The mother tongue is not just another tongue. People are capable of learning many languages, some, indeed, with which they become more familiar than they do with their mother tongue. The Indian cultural stalwart P.L. Lal once said that Punjabi was his mother's tongue but that English was his mother tongue. I understand that sentiment perfectly. In my own case, I took to English with effortless ease because it was spoken by my essentially adoptive father, a Malayali, whose only means of communicating with me was in his Oxbridge English. But I spoke Bangla with everyone else in my family. English came to be my chosen language of cultural affiliation and economic sustenance. From my Honours in English at Presidency College, Calcutta, to my M.Litt. in History at Cambridge as a Chevening scholar, and to my Fulbright visiting scholarship at Harvard, I have been a part of the English-speaking world. From Calcutta's The Statesman to Hong Kong's Asiaweek and Singapore's The Straits Times, English has fed me, and continues to do so through the Dhaka Courier today.
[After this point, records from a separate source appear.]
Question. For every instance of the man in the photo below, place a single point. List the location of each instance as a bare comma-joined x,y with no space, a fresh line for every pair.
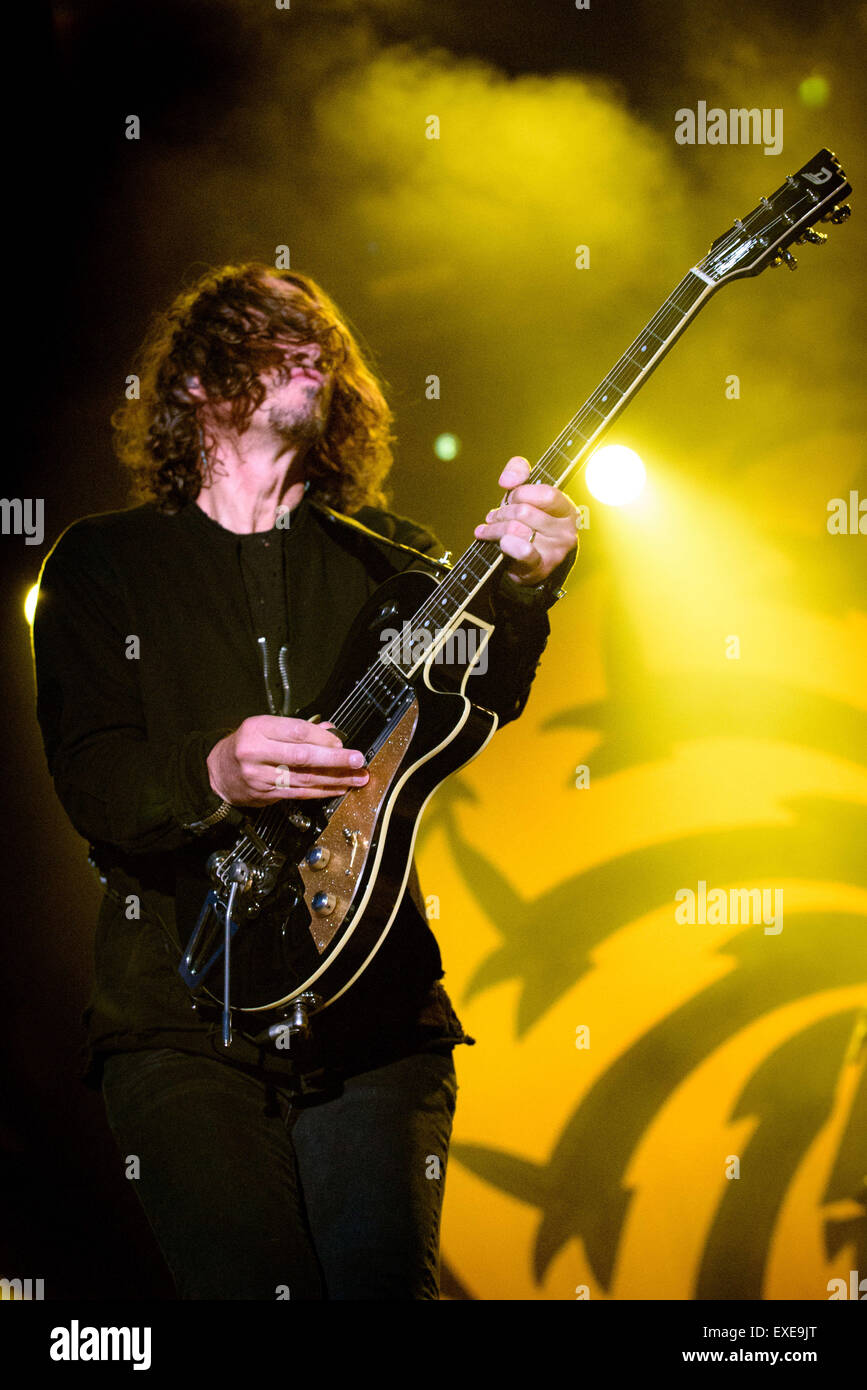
172,642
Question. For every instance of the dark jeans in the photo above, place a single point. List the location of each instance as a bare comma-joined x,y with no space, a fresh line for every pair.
252,1194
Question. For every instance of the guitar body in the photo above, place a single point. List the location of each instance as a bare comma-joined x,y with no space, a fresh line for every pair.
343,876
311,888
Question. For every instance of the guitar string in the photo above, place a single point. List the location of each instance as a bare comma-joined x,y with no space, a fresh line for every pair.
357,699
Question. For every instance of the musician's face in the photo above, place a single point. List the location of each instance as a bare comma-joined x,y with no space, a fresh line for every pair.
298,392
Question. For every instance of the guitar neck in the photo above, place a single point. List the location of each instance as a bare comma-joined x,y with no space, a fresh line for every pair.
570,449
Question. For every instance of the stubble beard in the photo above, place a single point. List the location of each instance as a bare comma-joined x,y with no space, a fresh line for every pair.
303,423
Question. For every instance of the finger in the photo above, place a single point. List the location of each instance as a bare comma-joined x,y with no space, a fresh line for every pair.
531,519
289,730
517,470
520,549
289,779
543,496
300,756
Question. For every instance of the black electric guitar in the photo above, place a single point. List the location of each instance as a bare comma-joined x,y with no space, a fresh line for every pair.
310,890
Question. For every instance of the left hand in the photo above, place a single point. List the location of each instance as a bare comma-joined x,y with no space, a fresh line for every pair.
537,527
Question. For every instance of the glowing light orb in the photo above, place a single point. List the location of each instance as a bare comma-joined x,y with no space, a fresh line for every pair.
29,603
616,476
446,446
814,91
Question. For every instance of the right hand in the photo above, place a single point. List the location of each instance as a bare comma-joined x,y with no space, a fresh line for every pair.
243,766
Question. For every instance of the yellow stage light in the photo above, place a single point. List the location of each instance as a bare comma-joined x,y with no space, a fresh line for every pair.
814,91
446,446
616,476
29,603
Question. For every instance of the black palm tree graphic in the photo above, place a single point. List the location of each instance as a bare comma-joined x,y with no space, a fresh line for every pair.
582,1191
791,1094
548,943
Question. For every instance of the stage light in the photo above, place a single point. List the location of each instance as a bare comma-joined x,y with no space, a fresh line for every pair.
29,603
814,91
446,446
616,476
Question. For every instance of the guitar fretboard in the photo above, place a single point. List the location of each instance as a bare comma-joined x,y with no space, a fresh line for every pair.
557,463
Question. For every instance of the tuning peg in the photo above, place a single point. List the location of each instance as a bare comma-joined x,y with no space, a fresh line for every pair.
838,214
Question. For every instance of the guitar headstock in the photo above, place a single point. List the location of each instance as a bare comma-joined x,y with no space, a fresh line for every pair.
785,218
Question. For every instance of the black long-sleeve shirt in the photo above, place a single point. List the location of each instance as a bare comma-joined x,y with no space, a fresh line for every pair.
147,645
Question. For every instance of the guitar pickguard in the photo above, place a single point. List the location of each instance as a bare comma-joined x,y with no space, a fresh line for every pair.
346,837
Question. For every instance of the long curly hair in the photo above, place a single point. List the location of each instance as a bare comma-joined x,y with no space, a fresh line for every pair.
227,330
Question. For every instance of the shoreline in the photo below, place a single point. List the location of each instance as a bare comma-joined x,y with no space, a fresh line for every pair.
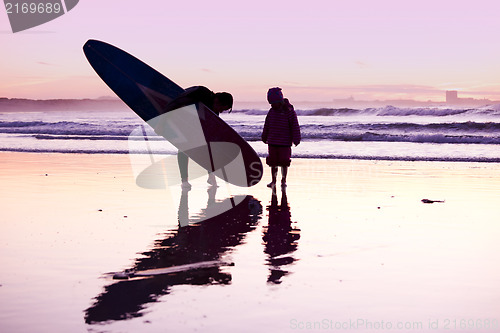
486,160
348,239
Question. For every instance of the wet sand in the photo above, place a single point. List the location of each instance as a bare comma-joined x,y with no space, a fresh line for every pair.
349,246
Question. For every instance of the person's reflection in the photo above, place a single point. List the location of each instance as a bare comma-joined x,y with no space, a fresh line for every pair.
280,238
197,240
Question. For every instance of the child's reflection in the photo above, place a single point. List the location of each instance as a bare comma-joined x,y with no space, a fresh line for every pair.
280,238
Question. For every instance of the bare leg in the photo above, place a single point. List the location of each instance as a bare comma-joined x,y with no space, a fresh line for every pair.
274,174
284,172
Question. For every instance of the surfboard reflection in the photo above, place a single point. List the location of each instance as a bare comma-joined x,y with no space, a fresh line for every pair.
191,254
280,238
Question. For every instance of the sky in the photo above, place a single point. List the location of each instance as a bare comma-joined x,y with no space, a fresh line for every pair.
316,50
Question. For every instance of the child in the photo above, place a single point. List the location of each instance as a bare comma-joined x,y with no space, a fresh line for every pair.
281,129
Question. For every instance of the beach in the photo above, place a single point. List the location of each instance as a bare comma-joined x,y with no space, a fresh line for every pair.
352,248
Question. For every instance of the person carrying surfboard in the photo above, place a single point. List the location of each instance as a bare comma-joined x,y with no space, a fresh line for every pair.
217,102
281,130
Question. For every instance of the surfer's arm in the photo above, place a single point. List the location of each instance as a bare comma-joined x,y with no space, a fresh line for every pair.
192,95
295,127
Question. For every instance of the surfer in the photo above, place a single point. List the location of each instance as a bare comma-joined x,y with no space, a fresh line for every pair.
281,129
217,102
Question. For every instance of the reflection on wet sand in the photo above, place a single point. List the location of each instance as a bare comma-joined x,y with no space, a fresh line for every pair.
280,238
200,241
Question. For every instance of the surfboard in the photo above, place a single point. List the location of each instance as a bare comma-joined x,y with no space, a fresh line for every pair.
194,129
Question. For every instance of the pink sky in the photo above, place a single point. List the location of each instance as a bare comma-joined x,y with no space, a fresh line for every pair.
314,50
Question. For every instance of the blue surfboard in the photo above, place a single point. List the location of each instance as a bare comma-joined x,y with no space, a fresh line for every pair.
193,129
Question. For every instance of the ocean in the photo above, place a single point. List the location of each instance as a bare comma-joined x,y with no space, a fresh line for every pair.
384,133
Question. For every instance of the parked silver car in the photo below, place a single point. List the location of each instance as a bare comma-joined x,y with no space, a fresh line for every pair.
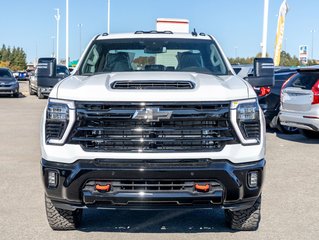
8,84
300,102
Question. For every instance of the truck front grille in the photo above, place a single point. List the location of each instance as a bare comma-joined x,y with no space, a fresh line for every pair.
152,85
152,185
176,127
251,130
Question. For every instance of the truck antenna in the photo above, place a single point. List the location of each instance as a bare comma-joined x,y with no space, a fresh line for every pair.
194,33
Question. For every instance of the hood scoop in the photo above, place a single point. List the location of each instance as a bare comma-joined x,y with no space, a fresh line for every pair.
153,84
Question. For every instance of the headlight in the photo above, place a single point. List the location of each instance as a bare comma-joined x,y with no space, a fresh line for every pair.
246,116
59,115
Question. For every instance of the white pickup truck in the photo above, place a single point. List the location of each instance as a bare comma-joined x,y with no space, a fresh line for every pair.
154,120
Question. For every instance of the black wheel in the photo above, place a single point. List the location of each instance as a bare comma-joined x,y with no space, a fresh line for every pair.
244,220
31,90
60,219
40,95
309,134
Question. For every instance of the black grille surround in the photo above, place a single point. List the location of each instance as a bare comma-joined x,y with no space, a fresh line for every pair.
192,127
251,130
153,85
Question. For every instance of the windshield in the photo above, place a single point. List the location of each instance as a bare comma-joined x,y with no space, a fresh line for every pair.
132,55
4,73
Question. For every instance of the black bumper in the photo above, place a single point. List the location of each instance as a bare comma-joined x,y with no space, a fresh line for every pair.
229,184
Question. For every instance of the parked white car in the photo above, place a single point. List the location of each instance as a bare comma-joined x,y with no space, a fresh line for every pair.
300,102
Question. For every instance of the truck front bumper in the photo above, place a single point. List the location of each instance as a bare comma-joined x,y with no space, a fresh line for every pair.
152,184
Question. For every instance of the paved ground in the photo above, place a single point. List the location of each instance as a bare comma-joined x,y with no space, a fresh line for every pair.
290,208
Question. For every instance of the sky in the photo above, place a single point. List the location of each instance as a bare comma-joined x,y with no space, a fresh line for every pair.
236,24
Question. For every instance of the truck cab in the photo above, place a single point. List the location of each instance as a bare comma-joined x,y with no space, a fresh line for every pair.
155,120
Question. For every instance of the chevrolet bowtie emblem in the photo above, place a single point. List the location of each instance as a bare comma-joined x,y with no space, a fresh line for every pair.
152,115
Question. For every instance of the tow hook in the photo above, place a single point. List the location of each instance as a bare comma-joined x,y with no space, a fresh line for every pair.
104,188
202,187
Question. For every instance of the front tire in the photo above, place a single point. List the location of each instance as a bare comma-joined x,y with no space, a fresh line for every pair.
245,220
60,219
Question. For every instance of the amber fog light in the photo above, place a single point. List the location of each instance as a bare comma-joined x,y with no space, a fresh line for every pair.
253,179
52,179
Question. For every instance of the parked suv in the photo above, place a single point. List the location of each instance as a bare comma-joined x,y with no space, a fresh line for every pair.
155,120
271,101
8,84
300,102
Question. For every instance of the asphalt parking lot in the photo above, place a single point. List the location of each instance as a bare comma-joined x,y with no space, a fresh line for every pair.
290,208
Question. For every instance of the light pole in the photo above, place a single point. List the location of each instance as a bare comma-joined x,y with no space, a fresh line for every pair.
67,34
265,29
53,51
312,37
80,25
57,18
108,16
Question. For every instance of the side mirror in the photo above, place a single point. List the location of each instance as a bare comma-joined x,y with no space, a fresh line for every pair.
46,67
263,73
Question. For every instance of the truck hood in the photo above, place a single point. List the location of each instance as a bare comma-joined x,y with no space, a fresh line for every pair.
207,88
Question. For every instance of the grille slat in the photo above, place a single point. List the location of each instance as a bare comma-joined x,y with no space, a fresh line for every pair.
191,127
153,85
153,185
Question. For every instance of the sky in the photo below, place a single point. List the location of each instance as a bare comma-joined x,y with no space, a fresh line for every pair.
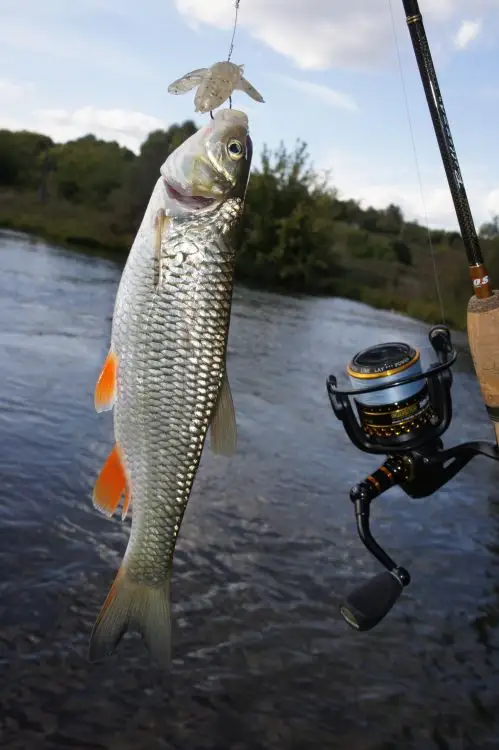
340,76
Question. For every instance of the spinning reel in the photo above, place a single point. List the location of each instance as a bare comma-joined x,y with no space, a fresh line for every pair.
396,409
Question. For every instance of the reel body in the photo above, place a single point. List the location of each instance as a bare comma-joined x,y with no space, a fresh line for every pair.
397,409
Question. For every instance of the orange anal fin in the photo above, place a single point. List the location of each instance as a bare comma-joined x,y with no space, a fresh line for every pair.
110,485
105,390
126,504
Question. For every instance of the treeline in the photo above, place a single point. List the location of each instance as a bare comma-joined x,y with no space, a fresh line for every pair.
299,235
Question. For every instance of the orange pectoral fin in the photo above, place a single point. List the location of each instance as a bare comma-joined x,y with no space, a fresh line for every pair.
110,485
105,390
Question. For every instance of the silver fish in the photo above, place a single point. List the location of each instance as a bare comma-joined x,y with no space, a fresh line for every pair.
215,85
165,373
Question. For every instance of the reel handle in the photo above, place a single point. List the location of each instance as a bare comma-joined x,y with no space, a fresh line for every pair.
368,604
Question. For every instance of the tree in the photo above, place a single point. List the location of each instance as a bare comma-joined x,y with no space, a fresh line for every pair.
490,229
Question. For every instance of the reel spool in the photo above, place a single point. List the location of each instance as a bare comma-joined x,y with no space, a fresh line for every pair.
397,413
397,409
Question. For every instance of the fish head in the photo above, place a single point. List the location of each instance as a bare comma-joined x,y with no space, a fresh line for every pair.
212,165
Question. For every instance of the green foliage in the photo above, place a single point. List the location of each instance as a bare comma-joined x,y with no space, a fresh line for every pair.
490,229
298,235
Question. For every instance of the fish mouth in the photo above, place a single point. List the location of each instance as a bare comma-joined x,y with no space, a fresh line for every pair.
188,200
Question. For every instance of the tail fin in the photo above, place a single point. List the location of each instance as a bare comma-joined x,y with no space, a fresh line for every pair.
127,603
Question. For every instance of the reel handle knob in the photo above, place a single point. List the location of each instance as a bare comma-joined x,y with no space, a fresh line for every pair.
368,604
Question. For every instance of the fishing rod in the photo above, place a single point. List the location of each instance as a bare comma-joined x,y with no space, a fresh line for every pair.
397,409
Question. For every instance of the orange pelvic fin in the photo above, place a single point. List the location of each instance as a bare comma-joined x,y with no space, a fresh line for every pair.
105,390
110,486
126,504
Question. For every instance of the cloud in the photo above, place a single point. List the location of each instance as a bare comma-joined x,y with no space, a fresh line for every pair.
51,38
325,94
375,182
127,127
320,34
467,33
10,92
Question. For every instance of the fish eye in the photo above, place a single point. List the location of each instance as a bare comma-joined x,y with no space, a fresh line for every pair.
235,149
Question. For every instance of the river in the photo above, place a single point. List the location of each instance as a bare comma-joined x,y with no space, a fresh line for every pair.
268,547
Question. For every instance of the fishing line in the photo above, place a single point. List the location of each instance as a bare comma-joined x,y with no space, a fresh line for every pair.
234,28
418,171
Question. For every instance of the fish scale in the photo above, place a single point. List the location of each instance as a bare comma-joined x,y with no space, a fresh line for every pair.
165,373
176,406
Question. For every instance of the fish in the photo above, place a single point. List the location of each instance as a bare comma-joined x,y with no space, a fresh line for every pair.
215,85
164,376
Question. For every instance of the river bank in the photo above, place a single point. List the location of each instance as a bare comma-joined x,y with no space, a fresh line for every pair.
78,226
267,549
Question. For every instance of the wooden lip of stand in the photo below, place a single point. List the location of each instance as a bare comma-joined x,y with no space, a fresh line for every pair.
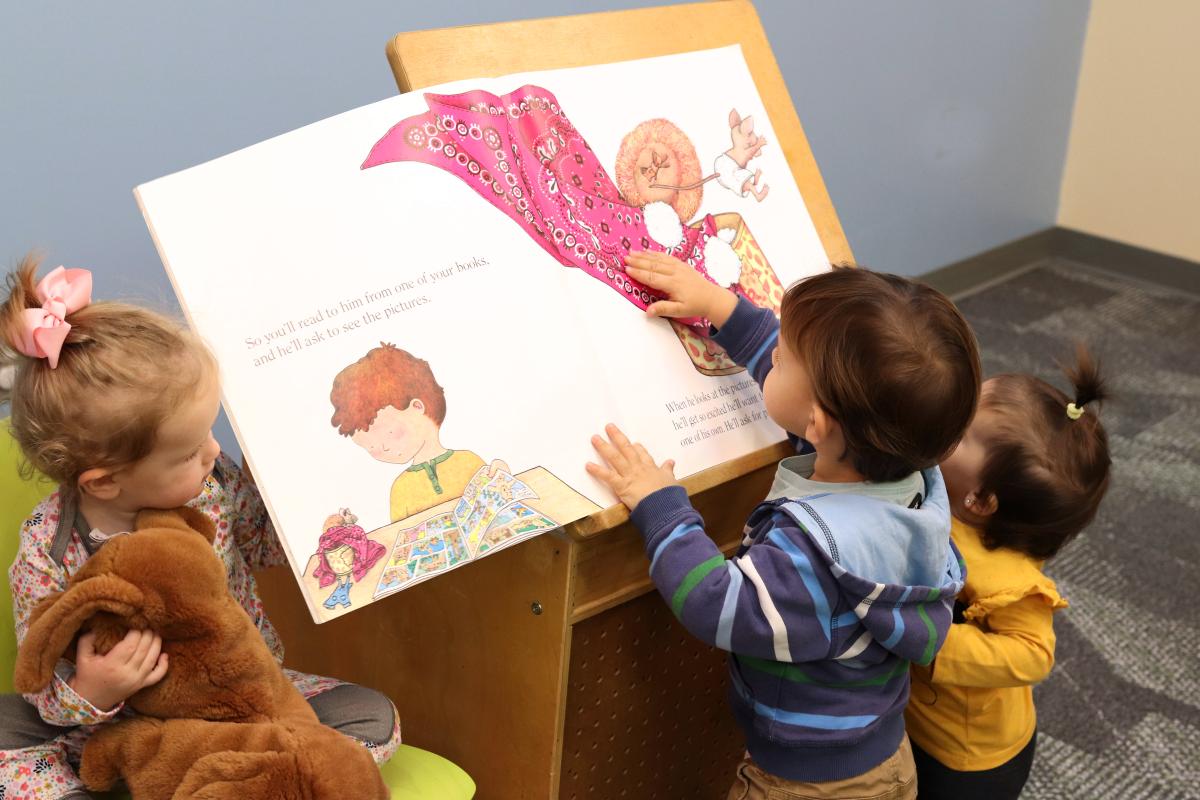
432,56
What do I not owe to English?

Most of me, of course, but not all. Bangla has made me worthy of English, as is the case the other way around. It is in Bangla that I learnt to look around as an infant for my parents, to hunger, to hurt, to cry, to eat, to pee, to potty and to leave it to my family to clean up the royal mess after the Bengali me.

And I wasn't even born in East Bengal, where, at the moment of my birth in 1957, I would have inherited the legacy of the language martyrs whose blood had ensured that every Bangali child would possess the right to speak in Bangla. To those giants of life and death I owe the pride that I feel even at the smallness of my Bangali existence, expressed in English.

That's me. Many humans are larger than me. The Oxford historian Tapan Raychaudhuri's autobiographical Bangalnama celebrates the depth and reach of his Bangal (not just Bangali) provenance, as does the Cambridge economist Amartya Sen's Home in the World, which bears testimony to the capacity of language to bridge and even overcome religious divides. Both Tapanbabu and Amartyada share with me the happy fate of having entered the creaking gates of Presidency in the formative youth of our international years, and all three of us emerged with a sense of Bangla's ripening agency in our departing years - they much more than I, of course. None of us would have achieved our intellectual fluency in English without our familial fluency in Bangla.

So, I owe my authenticity as a Bangali to the martyrs of the Language Movement. This year, as in every year to come in the Bangali calendar, so long as I live, I shall pay homage to the international lineage of Ekushey.